Background
Contrast injections during transesophageal echocardiography for patent foramen ovale (PFO) detection may be false negative. The characteristics of false-negative injections were studied retrospectively.
Methods
Contrast transesophageal echocardiography was analyzed for the presence or absence of two characteristics: leftward bulging of the interatrial septum and dense contrast filling of the region of the right atrium adjacent to the interatrial septum.
Results
Two hundred forty-seven injections were administered to 14 patients with PFOs, and 130 (53%) were false negative.

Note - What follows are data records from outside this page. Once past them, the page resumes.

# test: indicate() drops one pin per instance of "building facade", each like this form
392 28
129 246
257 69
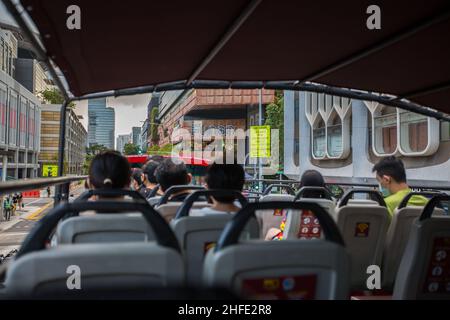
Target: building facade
145 135
101 121
75 142
203 109
136 135
20 113
121 141
344 138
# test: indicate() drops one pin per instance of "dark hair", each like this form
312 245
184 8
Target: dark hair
170 174
109 169
137 176
149 170
392 167
225 176
312 178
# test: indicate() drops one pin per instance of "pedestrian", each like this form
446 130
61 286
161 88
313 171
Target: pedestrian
15 200
7 206
21 204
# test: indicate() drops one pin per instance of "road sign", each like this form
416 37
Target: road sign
50 170
260 141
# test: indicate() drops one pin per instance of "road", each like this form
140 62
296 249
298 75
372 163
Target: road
12 233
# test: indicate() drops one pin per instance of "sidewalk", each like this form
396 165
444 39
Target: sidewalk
27 213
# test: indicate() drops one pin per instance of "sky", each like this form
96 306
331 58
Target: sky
130 111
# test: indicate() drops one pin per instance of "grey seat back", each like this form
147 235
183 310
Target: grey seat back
153 200
268 219
169 209
289 269
199 233
364 229
100 266
104 228
328 205
396 240
425 266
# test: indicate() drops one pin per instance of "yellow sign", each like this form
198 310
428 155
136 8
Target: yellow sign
260 141
50 170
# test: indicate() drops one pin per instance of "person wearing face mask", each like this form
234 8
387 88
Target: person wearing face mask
391 177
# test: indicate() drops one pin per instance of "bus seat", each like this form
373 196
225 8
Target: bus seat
424 268
154 200
198 230
290 269
198 234
101 266
364 229
268 219
301 225
304 225
361 202
328 205
104 228
169 209
398 235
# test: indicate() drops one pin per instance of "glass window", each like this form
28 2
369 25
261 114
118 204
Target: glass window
3 114
413 132
445 131
319 140
385 130
334 132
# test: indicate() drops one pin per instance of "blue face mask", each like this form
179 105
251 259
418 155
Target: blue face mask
384 191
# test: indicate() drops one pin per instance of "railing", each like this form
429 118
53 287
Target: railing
63 184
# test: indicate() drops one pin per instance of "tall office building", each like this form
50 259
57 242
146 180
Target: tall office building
122 140
136 133
101 123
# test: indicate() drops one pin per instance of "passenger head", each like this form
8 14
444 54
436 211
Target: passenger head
312 178
390 174
136 179
109 169
170 174
225 176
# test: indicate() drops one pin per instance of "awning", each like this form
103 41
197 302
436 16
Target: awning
177 44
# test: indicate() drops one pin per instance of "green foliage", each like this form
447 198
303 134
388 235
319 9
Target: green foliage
130 149
275 119
54 96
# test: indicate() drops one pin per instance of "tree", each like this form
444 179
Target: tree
275 119
130 149
54 96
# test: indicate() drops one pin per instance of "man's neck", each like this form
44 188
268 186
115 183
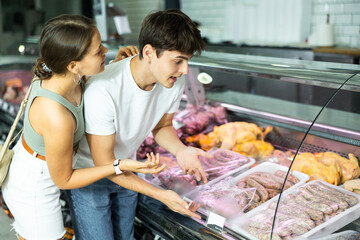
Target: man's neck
141 74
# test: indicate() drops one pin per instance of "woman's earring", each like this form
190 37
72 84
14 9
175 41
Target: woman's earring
76 82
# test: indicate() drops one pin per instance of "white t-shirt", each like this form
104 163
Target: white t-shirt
113 102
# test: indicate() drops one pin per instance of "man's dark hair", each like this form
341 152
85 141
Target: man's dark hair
170 30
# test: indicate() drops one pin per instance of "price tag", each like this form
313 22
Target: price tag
215 222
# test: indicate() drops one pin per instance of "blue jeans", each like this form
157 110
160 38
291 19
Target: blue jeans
103 210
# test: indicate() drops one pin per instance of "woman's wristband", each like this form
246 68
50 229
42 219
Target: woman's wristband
117 167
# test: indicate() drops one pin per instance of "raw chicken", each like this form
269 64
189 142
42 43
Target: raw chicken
349 168
307 163
257 149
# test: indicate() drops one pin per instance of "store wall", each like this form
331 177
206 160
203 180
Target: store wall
136 11
260 22
344 16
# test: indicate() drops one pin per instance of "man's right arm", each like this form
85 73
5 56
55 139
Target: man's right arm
102 151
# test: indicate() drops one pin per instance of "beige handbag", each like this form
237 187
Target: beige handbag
6 154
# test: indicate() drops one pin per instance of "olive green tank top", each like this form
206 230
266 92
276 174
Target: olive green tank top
34 140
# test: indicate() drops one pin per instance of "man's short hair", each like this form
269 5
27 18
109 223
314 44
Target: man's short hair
170 30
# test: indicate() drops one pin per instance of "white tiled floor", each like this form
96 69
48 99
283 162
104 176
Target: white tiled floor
5 229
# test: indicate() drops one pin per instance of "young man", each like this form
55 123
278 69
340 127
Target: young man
126 102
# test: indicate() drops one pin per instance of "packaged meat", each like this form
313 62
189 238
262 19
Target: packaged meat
311 211
344 235
258 184
224 163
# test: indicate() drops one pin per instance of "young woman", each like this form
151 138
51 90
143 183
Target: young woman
70 48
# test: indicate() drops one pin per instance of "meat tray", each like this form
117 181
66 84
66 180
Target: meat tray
321 231
182 185
345 235
235 176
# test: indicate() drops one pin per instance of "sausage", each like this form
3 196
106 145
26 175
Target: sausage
279 179
351 200
259 188
289 210
252 195
317 205
266 182
272 192
261 235
291 177
314 213
326 194
316 198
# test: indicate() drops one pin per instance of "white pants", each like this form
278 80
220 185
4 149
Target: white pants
33 198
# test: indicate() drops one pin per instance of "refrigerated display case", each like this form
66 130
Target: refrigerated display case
313 109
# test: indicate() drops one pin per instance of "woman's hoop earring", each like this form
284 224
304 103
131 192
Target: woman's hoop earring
77 82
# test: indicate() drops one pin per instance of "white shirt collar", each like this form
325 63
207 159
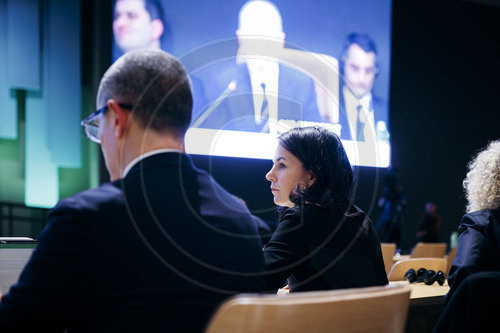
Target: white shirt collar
143 156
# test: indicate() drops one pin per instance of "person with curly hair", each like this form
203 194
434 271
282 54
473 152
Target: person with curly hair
478 247
322 240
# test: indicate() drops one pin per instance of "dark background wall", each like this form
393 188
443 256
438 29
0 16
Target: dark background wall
444 107
445 79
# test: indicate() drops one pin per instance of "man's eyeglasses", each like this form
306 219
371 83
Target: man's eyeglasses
91 125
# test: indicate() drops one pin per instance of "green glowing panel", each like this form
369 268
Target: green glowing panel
8 112
41 175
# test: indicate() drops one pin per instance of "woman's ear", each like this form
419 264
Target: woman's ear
312 179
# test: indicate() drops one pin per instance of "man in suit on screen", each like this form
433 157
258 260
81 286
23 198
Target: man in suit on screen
157 248
363 115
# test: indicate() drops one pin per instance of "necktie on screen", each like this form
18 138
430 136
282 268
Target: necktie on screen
360 126
264 110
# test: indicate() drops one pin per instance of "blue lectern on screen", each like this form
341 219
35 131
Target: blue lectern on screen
259 68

The absence of either characteristic during a single injection resulted in low sensitivity for PFO detection of 7%. When the two characteristics were present at the same time, the sensitivity for PFO detection after a single injection was as high as 95%.
Conclusions
The simultaneous presence of both leftward bulging of the interatrial septum and dense contrast filling of the region in the right atrium, adjacent to the interatrial septum, is a prerequisite for PFO detection, and if either characteristic is missing, the injection is inconclusive.
Patent foramen ovale (PFO) is a remnant of the fetal circulation, which although a common and normal finding has been associated with a variety of pathologic conditions. Associated pathologies include cryptogenic stroke, decompression illness, migraine, and oxygen desaturation in obstructive sleep apnea, as well as obstructive pulmonary disease. During the first years of life, the thin septum primum fuses with the left atrial side of the rims of the foramen ovale. A PFO will persist when fusion is incomplete along part of the circumference. The septum primum acts as a flap valve, so the PFO is mostly functionally closed because the pressure in the left atrium normally is a few millimeters of mercury higher than in the right atrium. When the pressure relationship is inverted, with higher pressure in the right atrium, the PFO opens and allows some venous blood to flow from the right to the left atrium, bypassing the filter function of the lungs.
To find a PFO when it actually is present is clinically important because of the clinical significance of a PFO. Most of our knowledge regarding the clinical importance of a PFO originates from case-control studies, in which high and stable sensitivity for PFO detection is crucial. However, contrast injections during transesophageal echocardiography (TEE) are frequently false negative. Varying PFO prevalence in different studies may indicate that this is a common phenomenon. A well-controlled autopsy study by Hagen et al. showed an overall prevalence of 27%. However, a contrast transesophageal echocardiographic study of 1,000 consecutive clinical exams found a prevalence of only 9%.
Another remnant of the fetal circulation is the Eustachian valve, located at the entrance of the inferior vena cava (IVC) into the right atrium. As it directs blood flow toward the foramen ovale, it may contribute to keeping the foramen ovale patent. The prevalence of the Eustachian valve in the population is about 15% to 30%, and its presence is associated with PFO, large shunts, and cryptogenic stroke. However, the Eustachian valve may also be a source of false-negative contrast ultrasound images after injection in an arm vein. During release of Valsalva, contrast-free blood from the IVC surges in toward the PFO and sweeps away the contrast. For this reason, femoral vein injection has been advocated, but this is more invasive than an antecubital injection. Another method is color Doppler with low aliasing velocity.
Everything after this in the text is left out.